How to create a baseline in Git that only include files from specific commits

Question

Within ClearCase, we had the ability to create a labeled baseline which contained only the binary files modifed by specific change requests managed by ClearQuest. For reference, we are using Jira to do the same thing, with a custom integration. The question is how to create a Git branch with ONLY those versions of files referenced by a specific list of commit hashes and then archive only those files to a baseline .zip file.

Our company is migrating from ClearCase to Git. The code we deal with is NOT traditional text-based source. It is contained in binary objects created by proprietary vendor software, usually a .zip archive of other binary files. We store the binary objects as Git LFS objects. Since we are dealing with binary files, no merging is performed.

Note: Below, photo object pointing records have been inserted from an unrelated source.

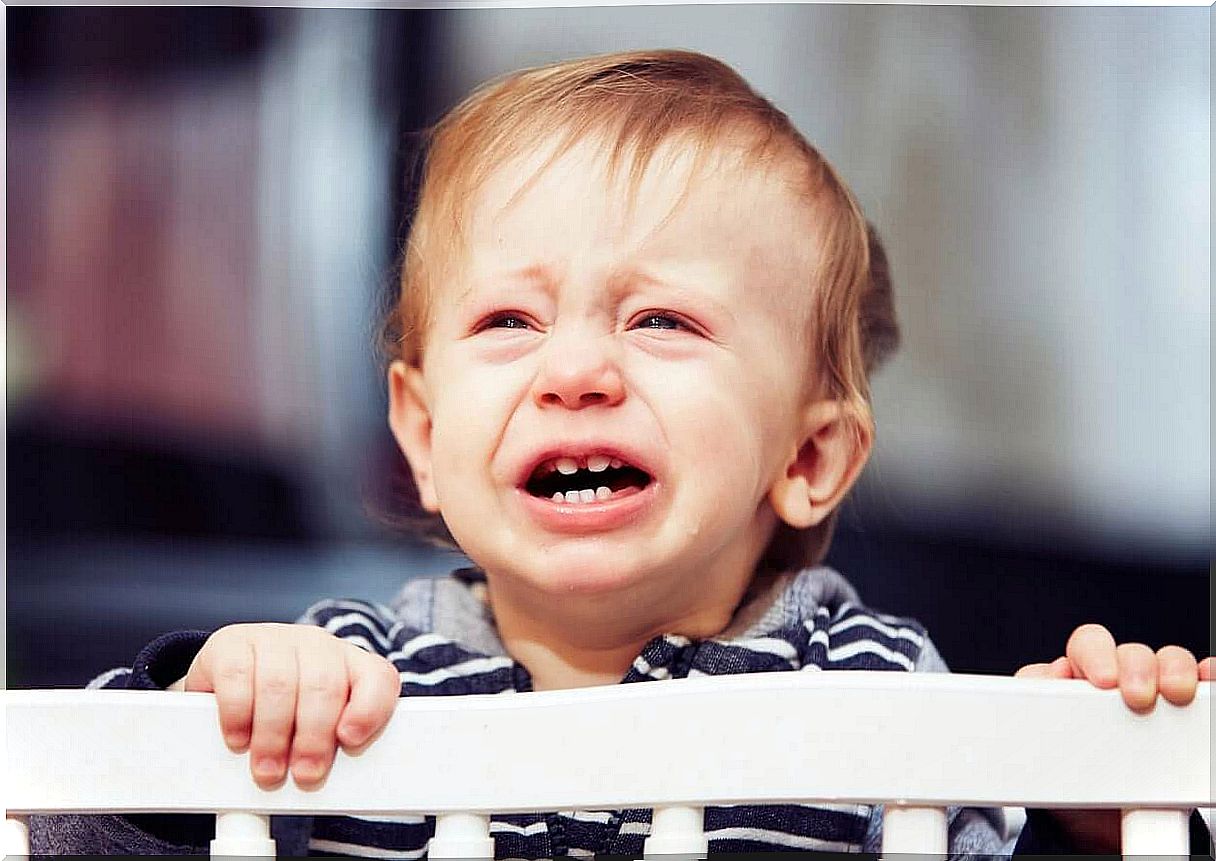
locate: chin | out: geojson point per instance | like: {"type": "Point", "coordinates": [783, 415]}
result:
{"type": "Point", "coordinates": [586, 567]}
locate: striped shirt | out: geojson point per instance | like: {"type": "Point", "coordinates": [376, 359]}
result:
{"type": "Point", "coordinates": [440, 636]}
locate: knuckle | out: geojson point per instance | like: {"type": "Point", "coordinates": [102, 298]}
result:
{"type": "Point", "coordinates": [232, 669]}
{"type": "Point", "coordinates": [321, 684]}
{"type": "Point", "coordinates": [275, 684]}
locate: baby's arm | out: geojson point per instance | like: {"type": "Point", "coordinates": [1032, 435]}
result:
{"type": "Point", "coordinates": [1140, 674]}
{"type": "Point", "coordinates": [290, 695]}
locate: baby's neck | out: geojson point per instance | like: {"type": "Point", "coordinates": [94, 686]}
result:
{"type": "Point", "coordinates": [600, 645]}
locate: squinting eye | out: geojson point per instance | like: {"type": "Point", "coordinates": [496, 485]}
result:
{"type": "Point", "coordinates": [662, 321]}
{"type": "Point", "coordinates": [505, 321]}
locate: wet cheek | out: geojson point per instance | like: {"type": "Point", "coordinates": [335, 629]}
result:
{"type": "Point", "coordinates": [724, 448]}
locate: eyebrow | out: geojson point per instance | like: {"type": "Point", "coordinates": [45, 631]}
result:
{"type": "Point", "coordinates": [624, 280]}
{"type": "Point", "coordinates": [535, 275]}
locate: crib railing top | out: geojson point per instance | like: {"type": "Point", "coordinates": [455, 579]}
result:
{"type": "Point", "coordinates": [831, 737]}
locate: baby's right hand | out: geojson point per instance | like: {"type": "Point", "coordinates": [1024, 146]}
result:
{"type": "Point", "coordinates": [291, 693]}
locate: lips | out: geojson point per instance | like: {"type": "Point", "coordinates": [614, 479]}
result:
{"type": "Point", "coordinates": [572, 467]}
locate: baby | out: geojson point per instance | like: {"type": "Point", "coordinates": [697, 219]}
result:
{"type": "Point", "coordinates": [629, 372]}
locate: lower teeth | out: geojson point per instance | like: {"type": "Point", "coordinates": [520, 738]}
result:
{"type": "Point", "coordinates": [579, 496]}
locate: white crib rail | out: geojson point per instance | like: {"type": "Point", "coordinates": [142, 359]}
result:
{"type": "Point", "coordinates": [917, 744]}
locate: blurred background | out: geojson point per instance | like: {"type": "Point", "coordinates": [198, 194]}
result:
{"type": "Point", "coordinates": [204, 206]}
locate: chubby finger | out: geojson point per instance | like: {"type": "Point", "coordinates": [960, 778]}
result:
{"type": "Point", "coordinates": [230, 675]}
{"type": "Point", "coordinates": [375, 687]}
{"type": "Point", "coordinates": [322, 693]}
{"type": "Point", "coordinates": [1091, 652]}
{"type": "Point", "coordinates": [1177, 674]}
{"type": "Point", "coordinates": [1137, 675]}
{"type": "Point", "coordinates": [1057, 669]}
{"type": "Point", "coordinates": [274, 710]}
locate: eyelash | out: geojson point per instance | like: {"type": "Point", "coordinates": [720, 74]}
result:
{"type": "Point", "coordinates": [496, 320]}
{"type": "Point", "coordinates": [517, 321]}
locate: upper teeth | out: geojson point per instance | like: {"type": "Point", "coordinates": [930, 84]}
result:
{"type": "Point", "coordinates": [568, 466]}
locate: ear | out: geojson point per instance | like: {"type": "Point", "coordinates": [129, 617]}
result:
{"type": "Point", "coordinates": [832, 449]}
{"type": "Point", "coordinates": [409, 417]}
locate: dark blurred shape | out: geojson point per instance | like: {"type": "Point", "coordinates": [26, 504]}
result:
{"type": "Point", "coordinates": [89, 480]}
{"type": "Point", "coordinates": [57, 45]}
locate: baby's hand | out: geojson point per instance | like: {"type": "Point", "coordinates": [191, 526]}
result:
{"type": "Point", "coordinates": [291, 693]}
{"type": "Point", "coordinates": [1140, 673]}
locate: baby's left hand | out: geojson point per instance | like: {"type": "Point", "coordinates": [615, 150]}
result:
{"type": "Point", "coordinates": [1141, 674]}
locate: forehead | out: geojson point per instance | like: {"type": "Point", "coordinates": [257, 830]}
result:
{"type": "Point", "coordinates": [681, 202]}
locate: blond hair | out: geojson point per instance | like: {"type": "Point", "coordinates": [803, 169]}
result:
{"type": "Point", "coordinates": [632, 103]}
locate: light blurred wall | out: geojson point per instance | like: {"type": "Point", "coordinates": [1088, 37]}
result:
{"type": "Point", "coordinates": [200, 224]}
{"type": "Point", "coordinates": [1041, 178]}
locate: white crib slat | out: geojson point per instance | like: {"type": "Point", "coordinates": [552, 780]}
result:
{"type": "Point", "coordinates": [240, 833]}
{"type": "Point", "coordinates": [1155, 832]}
{"type": "Point", "coordinates": [16, 837]}
{"type": "Point", "coordinates": [910, 829]}
{"type": "Point", "coordinates": [677, 831]}
{"type": "Point", "coordinates": [473, 754]}
{"type": "Point", "coordinates": [461, 836]}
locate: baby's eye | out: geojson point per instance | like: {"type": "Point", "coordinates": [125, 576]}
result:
{"type": "Point", "coordinates": [660, 320]}
{"type": "Point", "coordinates": [505, 320]}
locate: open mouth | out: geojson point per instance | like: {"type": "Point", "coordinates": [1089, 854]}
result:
{"type": "Point", "coordinates": [579, 480]}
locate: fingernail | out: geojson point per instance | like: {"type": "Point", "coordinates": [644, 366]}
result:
{"type": "Point", "coordinates": [268, 766]}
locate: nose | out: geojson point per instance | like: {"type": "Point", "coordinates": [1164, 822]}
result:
{"type": "Point", "coordinates": [578, 372]}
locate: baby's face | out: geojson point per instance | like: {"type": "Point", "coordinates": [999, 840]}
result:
{"type": "Point", "coordinates": [612, 392]}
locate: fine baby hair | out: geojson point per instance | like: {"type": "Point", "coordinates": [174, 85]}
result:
{"type": "Point", "coordinates": [631, 103]}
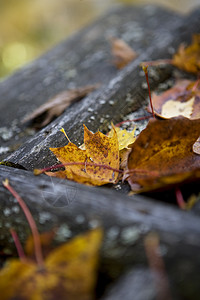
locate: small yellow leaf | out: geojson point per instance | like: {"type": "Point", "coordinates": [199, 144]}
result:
{"type": "Point", "coordinates": [125, 138]}
{"type": "Point", "coordinates": [173, 108]}
{"type": "Point", "coordinates": [90, 166]}
{"type": "Point", "coordinates": [69, 272]}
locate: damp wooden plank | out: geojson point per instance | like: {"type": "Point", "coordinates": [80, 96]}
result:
{"type": "Point", "coordinates": [74, 208]}
{"type": "Point", "coordinates": [85, 58]}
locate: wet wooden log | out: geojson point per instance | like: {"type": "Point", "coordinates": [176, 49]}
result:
{"type": "Point", "coordinates": [74, 208]}
{"type": "Point", "coordinates": [152, 32]}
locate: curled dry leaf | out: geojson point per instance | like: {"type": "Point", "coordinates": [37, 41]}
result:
{"type": "Point", "coordinates": [125, 140]}
{"type": "Point", "coordinates": [122, 53]}
{"type": "Point", "coordinates": [69, 272]}
{"type": "Point", "coordinates": [99, 149]}
{"type": "Point", "coordinates": [182, 99]}
{"type": "Point", "coordinates": [162, 155]}
{"type": "Point", "coordinates": [196, 146]}
{"type": "Point", "coordinates": [188, 58]}
{"type": "Point", "coordinates": [56, 105]}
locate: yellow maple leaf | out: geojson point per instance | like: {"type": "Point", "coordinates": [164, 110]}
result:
{"type": "Point", "coordinates": [188, 58]}
{"type": "Point", "coordinates": [69, 272]}
{"type": "Point", "coordinates": [100, 153]}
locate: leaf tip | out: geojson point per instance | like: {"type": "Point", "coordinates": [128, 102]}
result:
{"type": "Point", "coordinates": [37, 172]}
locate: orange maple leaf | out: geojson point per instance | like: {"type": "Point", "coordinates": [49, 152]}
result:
{"type": "Point", "coordinates": [163, 154]}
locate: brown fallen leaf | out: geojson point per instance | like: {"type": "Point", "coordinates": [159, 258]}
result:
{"type": "Point", "coordinates": [122, 53]}
{"type": "Point", "coordinates": [188, 58]}
{"type": "Point", "coordinates": [56, 105]}
{"type": "Point", "coordinates": [69, 272]}
{"type": "Point", "coordinates": [162, 155]}
{"type": "Point", "coordinates": [196, 146]}
{"type": "Point", "coordinates": [99, 149]}
{"type": "Point", "coordinates": [182, 99]}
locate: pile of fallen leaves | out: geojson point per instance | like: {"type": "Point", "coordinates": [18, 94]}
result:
{"type": "Point", "coordinates": [166, 152]}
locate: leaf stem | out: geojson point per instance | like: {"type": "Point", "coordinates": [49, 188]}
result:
{"type": "Point", "coordinates": [40, 171]}
{"type": "Point", "coordinates": [157, 62]}
{"type": "Point", "coordinates": [134, 120]}
{"type": "Point", "coordinates": [32, 224]}
{"type": "Point", "coordinates": [179, 199]}
{"type": "Point", "coordinates": [147, 79]}
{"type": "Point", "coordinates": [18, 245]}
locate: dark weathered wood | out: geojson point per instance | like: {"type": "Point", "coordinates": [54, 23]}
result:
{"type": "Point", "coordinates": [73, 208]}
{"type": "Point", "coordinates": [85, 59]}
{"type": "Point", "coordinates": [153, 32]}
{"type": "Point", "coordinates": [136, 284]}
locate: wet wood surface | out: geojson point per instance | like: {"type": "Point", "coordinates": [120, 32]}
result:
{"type": "Point", "coordinates": [71, 208]}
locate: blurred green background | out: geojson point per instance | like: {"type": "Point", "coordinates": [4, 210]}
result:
{"type": "Point", "coordinates": [30, 27]}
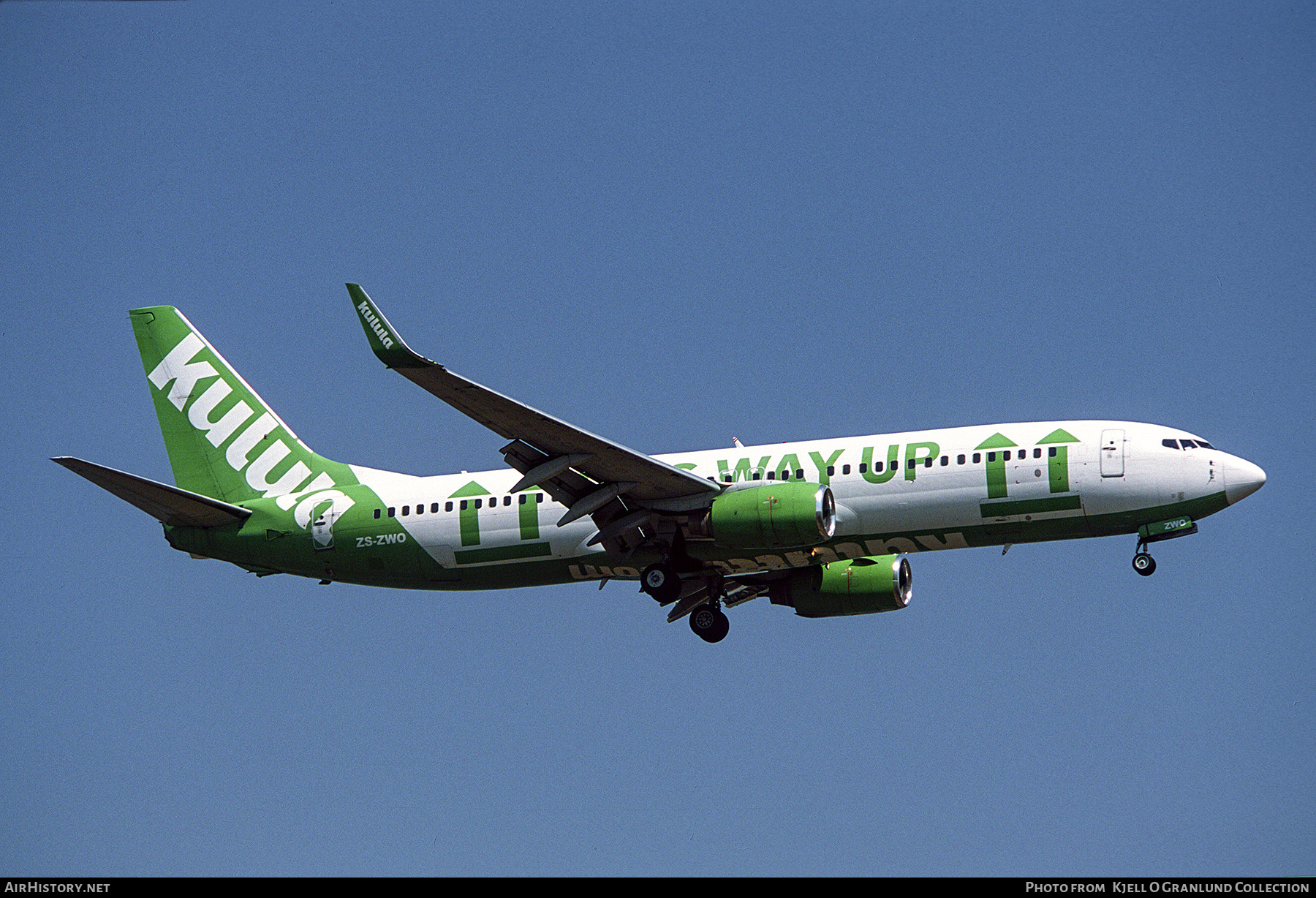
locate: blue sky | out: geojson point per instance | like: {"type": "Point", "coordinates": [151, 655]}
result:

We use LFS locks to guarantee single access to file and preventing the need to merge. Our programmers also do not work with command-line interfaces, such as bash. To them, dealing with an update of a "file" is check out, change, check in. The Git paradigm of lock, pull, edit, add, commit, unlock is beyond the scope of their capabilities. To maintain the ClearCase check out/check in paradigm, a number of wrapper scripts were created which hide the Git details from the programmer. These scripts are called from Windows Explorer context menu commands.

Having said all of that, PLEASE do not respond that we are misusing Git. It is a complicated tool that is not suitable for all programming environments. Git is, however, the most popular version control tool available at this time. And we have been able to preserve all of the ClearCase interface functionality that our programmers are familiar with.

The programmers do not use branches. We maintain a master branch only. Every wrapper command pulls and pushes to the origin master branch. Every file that is added, removed, or checked in, is done so under a separate commit.

The following steps are not performed by the typical programmer, only by the Git administrator.

Currently, we:

create and checkout a branch
create a list of hashes for the specific commits
perform a git rm -rf . in the branch to get rid of everything
tried performing each of the following to populate just the files/commits we want
- a. checkout of each hash
- b. lfs checkout of each hash
- c. create a tag with the version string (e.g. v1.0)
push the tag to origin
checkout -f master to to get back to original condition
perform git archive with version string to a zip file

Regardless of what we do, the git archive wants to include everything in the repo at the time of the last commit into the archive. This is the reason for step 3.

We tried a step 6.1 of just zipping the folder containing the project. All we get are the Git lfs ref files in the .zip which is the reason for trying steps 4 - a,b,c.

It seems that we are performing a lot of steps to accomplish something simple. It is possible that we are missing the obvious? Can anyone suggest a more straight-forward approach? Recall that the final .zip result must only contain the files modified by the specific commits.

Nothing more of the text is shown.